Many Thanks for helping me through my studies this afternoon. I just had to get that sorted as it was bugging me. Right I'm on to NAT/PAT revision now.

No problem those access lists can be tough.

cjthedj45

shednik wrote: »
I had to do something similar to this at work for an audit to block telnet
I would do something like this
Router(config)#ip access-list extended RestrictTelnetIn 
Router(config-ext-nacl)# permit tcp host 192.168.3.7 host 192.168.4.2 eq telnet 
Router(config-ext-nacl)# permit tcp any any neq telent 
Router(config-ext-nacl)# exit 
Router(config)# line vty 0 15 
Router(config-line)# access-class RestrictTelnetIn in 
Router(config)# end 
Router# wr mem  
That would be one way to do it and you can change the first permit to any for the destination if you want more then 1 interface to be accessible for management. Hope this helps!

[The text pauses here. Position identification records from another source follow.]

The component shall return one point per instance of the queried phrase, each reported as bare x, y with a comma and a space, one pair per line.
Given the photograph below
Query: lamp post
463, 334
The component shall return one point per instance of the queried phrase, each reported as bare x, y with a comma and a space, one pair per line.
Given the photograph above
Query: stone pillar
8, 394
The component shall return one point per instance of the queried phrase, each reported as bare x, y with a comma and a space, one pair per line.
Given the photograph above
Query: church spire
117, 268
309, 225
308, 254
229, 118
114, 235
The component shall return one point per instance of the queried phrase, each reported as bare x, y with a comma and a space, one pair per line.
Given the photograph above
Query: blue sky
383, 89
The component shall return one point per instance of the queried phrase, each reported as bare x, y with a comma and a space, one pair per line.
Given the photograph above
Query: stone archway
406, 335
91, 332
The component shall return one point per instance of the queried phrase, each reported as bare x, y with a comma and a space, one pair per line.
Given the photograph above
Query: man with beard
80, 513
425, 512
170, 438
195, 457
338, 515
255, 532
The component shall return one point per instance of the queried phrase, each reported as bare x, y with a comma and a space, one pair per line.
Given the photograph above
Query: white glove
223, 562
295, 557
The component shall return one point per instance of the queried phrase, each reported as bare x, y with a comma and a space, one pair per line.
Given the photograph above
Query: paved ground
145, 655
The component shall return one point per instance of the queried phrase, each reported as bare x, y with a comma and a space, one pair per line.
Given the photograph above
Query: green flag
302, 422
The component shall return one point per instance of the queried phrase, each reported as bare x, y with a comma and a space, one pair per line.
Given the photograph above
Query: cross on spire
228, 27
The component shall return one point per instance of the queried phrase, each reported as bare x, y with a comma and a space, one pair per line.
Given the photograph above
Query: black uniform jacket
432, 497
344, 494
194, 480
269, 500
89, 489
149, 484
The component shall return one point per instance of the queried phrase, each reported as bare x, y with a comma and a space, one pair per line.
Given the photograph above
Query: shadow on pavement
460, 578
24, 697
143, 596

Hi wouldn't the below overide the implicit deny though. I want allow host 192.168.3.7 and deny host 192.168.1.2?

Router(config-ext-nacl)# permit tcp any any neq telent

wastedtime

That would still block all telnet except the one host but it would still allow everyone in through other tcp protocols such as ssh if the router/switch was configured for ssh. the "neq telnet" means not equal to telnet.